Rabbi Miriam Lorie will next week become the first ordained woman to lead an Orthodox community in the UK

May 31, 2024 11:05
Daf Yomi event 2020.jpg
Daf Yomi (Talmud study) event for women
3 min read

There is a common refrain that being a rabbi is not a job “for a nice Jewish boy”, but the question people are asking these days is: “Is it a job for a nice Jewish girl?”. It was only 15 years ago in New York that Rabba Sara Hurwitz became the first Orthodox female to be awarded semichah (rabbinic ordination).

On Monday, London-born Miriam Lorie will receive the title rabbi, after five years of intense study at Yeshivat Maharat. She joins around a hundred other Orthodox Jewish women who have been ordained in the meantime.
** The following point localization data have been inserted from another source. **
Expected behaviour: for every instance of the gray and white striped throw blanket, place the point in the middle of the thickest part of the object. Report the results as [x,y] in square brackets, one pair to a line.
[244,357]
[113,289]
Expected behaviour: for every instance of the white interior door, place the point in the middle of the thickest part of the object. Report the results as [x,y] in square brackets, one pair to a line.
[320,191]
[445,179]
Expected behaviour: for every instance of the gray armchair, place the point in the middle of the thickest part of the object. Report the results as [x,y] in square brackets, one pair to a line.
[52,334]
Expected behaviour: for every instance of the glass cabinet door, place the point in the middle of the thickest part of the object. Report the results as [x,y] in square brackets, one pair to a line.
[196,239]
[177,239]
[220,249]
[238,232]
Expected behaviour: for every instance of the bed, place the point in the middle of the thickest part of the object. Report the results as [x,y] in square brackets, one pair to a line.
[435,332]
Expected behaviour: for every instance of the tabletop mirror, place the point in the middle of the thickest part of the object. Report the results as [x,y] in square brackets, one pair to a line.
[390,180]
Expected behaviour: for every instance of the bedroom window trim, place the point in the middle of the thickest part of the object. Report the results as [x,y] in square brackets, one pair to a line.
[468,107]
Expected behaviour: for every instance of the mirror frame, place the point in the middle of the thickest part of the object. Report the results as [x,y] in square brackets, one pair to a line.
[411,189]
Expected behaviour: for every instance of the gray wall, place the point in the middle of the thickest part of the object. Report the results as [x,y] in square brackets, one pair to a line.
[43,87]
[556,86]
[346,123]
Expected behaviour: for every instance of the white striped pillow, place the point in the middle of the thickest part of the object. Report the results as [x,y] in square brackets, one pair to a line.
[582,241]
She will be the first female Orthodox rabbi in the UK leading her own community — Kehillat Nashira, the Borehamwood partnership minyan which she co-founded ten years ago.
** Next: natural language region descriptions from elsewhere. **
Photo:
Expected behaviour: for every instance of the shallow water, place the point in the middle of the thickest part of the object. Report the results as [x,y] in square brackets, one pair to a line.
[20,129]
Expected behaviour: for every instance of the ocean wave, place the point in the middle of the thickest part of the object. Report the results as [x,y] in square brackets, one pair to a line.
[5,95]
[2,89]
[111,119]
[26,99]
Jofa UK, spearheaded by Rabba Dina Brawer — the first woman from the UK to graduate from Yeshivat Maharat — held its first open meeting in March 2013, bringing together 100 people interested in creating greater leadership, educational and ritual opportunities for women and girls within Orthodox Judaism.
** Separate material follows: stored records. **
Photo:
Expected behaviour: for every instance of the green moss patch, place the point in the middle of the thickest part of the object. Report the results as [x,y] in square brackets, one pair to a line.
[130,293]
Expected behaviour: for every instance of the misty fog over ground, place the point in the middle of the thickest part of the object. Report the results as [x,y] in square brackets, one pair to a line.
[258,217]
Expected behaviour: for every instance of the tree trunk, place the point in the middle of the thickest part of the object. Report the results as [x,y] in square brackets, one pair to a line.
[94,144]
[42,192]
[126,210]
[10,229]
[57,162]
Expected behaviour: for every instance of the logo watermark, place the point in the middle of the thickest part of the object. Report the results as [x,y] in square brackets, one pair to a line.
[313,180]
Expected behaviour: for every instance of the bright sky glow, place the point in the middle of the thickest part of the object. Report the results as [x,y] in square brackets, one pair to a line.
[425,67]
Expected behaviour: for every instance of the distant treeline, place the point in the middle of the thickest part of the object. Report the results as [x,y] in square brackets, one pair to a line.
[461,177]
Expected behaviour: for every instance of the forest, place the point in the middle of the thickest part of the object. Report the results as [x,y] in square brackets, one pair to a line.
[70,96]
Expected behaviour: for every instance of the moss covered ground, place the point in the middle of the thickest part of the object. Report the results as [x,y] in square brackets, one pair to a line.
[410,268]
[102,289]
This was to be the catalyst for change over the next decade. As well as numerous conferences and events, it planted the seed for Miriam Lorie and Gaby Scher to launch Kehillat Nashira. Similar Orthodox partnership minyanim soon spread to other London suburbs, where women are invited to participate in a separate seating service within halachah (Jewish law), including reading from the Torah and leading parts of the service.